Review by Adrian Lopez
I'm sitting here at 2:30 in the morning, nervously looking behind me. The uneasiness doesn't come from the typical bump-in-the-night. Rather, it comes from the fact that I'm in front of my Macbook, and my iPhone sits nearby. Unfriended showed me technology is to be feared. After all, I've done some pretty terrible things in my life. Who knows if someone's gonna ruin my shit right now.
Let's back up a bit...
On the one-year anniversary night of a former classmate, six high school friends hop on VoIP service Skype to plan the details of a concert they wish to attend. They're interrupted by said former classmate, which should be impossible because d'uh, dead. But what begins as an assumed prank quickly escalades as the stranger airs out the groups dirty laundry. With emotions running wild, each kid begins to seemingly commit suicide. It all comes down to an embarrassing and assumedly socially-crushing video of the dead classmate, with it's release lying at the hands of one the kids.

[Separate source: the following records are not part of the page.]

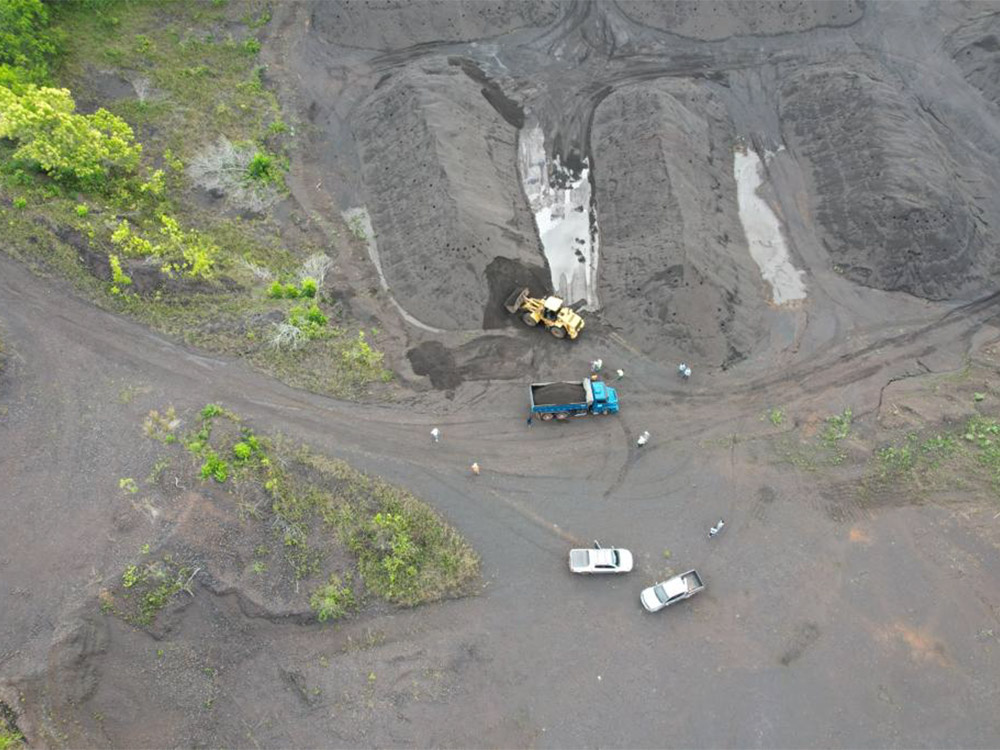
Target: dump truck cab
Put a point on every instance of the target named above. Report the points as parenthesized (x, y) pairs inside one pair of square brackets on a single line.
[(576, 398)]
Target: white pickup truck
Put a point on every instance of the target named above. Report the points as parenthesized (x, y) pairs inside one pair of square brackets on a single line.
[(671, 591), (600, 560)]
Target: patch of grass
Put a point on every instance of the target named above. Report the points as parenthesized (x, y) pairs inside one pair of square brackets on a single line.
[(356, 225), (156, 473), (146, 588), (11, 739), (332, 601), (405, 552), (837, 428)]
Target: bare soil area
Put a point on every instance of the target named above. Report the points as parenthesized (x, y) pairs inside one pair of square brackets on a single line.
[(849, 439)]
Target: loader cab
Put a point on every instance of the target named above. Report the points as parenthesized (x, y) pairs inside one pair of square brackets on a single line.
[(551, 308)]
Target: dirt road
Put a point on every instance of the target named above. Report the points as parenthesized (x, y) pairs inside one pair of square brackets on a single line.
[(871, 629)]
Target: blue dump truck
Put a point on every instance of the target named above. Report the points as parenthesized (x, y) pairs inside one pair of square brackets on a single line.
[(577, 398)]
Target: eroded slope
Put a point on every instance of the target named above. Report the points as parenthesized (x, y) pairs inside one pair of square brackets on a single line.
[(674, 268)]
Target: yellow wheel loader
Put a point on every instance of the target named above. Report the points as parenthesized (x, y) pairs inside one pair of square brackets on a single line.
[(561, 321)]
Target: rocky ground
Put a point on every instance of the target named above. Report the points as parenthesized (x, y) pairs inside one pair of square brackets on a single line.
[(852, 599)]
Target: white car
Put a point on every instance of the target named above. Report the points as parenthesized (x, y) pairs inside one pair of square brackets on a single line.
[(599, 560), (671, 591)]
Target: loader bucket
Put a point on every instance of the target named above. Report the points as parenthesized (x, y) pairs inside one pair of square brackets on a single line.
[(516, 299)]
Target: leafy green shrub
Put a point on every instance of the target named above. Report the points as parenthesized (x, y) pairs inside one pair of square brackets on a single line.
[(10, 739), (26, 42), (186, 252), (261, 167), (211, 411), (84, 151), (133, 575), (119, 280), (314, 315), (310, 323), (838, 427), (214, 467), (332, 601)]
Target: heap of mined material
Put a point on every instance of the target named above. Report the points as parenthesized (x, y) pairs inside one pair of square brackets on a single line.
[(891, 211), (440, 172), (675, 272)]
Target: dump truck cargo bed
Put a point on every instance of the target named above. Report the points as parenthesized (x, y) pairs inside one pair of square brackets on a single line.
[(559, 393)]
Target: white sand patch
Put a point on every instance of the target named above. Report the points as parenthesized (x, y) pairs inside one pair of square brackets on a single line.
[(358, 219), (562, 214), (763, 230)]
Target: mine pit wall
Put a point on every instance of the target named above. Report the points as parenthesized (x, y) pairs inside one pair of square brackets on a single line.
[(439, 165), (711, 20), (890, 211), (675, 270), (400, 24)]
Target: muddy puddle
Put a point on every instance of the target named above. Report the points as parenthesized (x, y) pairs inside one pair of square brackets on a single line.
[(560, 199), (763, 229)]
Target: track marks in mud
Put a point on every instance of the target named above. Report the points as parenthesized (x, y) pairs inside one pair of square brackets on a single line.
[(804, 636)]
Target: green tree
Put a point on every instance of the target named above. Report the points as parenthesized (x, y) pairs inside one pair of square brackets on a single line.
[(80, 150)]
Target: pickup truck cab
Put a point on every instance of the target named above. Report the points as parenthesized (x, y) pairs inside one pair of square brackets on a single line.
[(599, 560), (577, 398), (671, 591)]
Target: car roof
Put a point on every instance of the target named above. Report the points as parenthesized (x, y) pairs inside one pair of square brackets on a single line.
[(602, 556), (675, 586)]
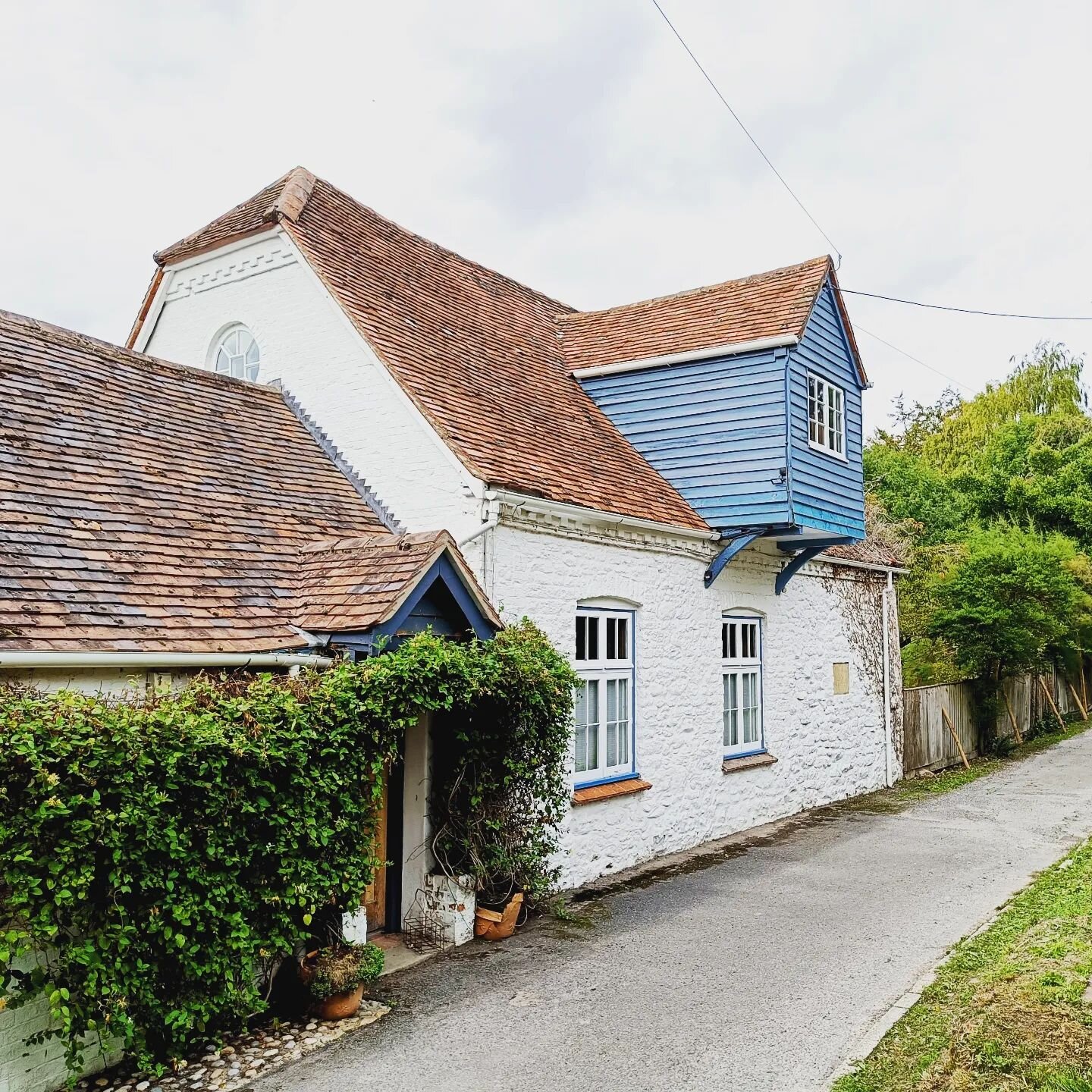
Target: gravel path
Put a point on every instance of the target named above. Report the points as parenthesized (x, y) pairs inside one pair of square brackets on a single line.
[(758, 968)]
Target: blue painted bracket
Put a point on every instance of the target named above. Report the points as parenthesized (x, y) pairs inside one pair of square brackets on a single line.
[(741, 541), (796, 563)]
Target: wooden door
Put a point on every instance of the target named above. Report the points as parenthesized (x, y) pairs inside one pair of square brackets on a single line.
[(375, 896)]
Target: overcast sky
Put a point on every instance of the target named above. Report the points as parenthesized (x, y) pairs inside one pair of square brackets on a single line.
[(945, 148)]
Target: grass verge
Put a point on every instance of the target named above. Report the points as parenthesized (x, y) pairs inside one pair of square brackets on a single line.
[(918, 789), (1007, 1010)]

Can you believe this was all told on a Macbook desktop!? Using Safari tabs, Spotify, and Skype, Unfriended brings a completely new horror-telling format and they execute it pretty flawlessly. The entire 82-minute thriller will trick you, with very well timed application switches, into thinking the movie was all shot in one take. When you hear the concept, it sounds incredible stupid, but I was pleasantly surprised at just how well Blumhouse Productions pulled it off. Not to mention how well they knew their social media and online services. I always cringe when a movie does something with social media or online services because they never get it right. This really felt like someone was screen sharing with me inside a theater. I was also happy that the acting never suffered from awkward and amateur acting in so many horror movies.
What kept me in suspense most of the time is the former classmate, Laura Barns, and her desire to prove to our main character, Blaire, that her group of friends are not good people. She forces them to play Never Have I Ever, a popular drinking game that charges you with taking a drink if someone states something that you have done. It's in this game we realize just how terrible these people are and how they've done horrific and unspeakable things to each other, keeping it all a secret and continuing to be friends in blissful ignorance. There is a chord that's struck with the viewer as you being to recall all that terrible shit you've done and wonder if you could ever fall in the same predicament (albeit less paranormal, I suppose). It really makes you question your moral fiber.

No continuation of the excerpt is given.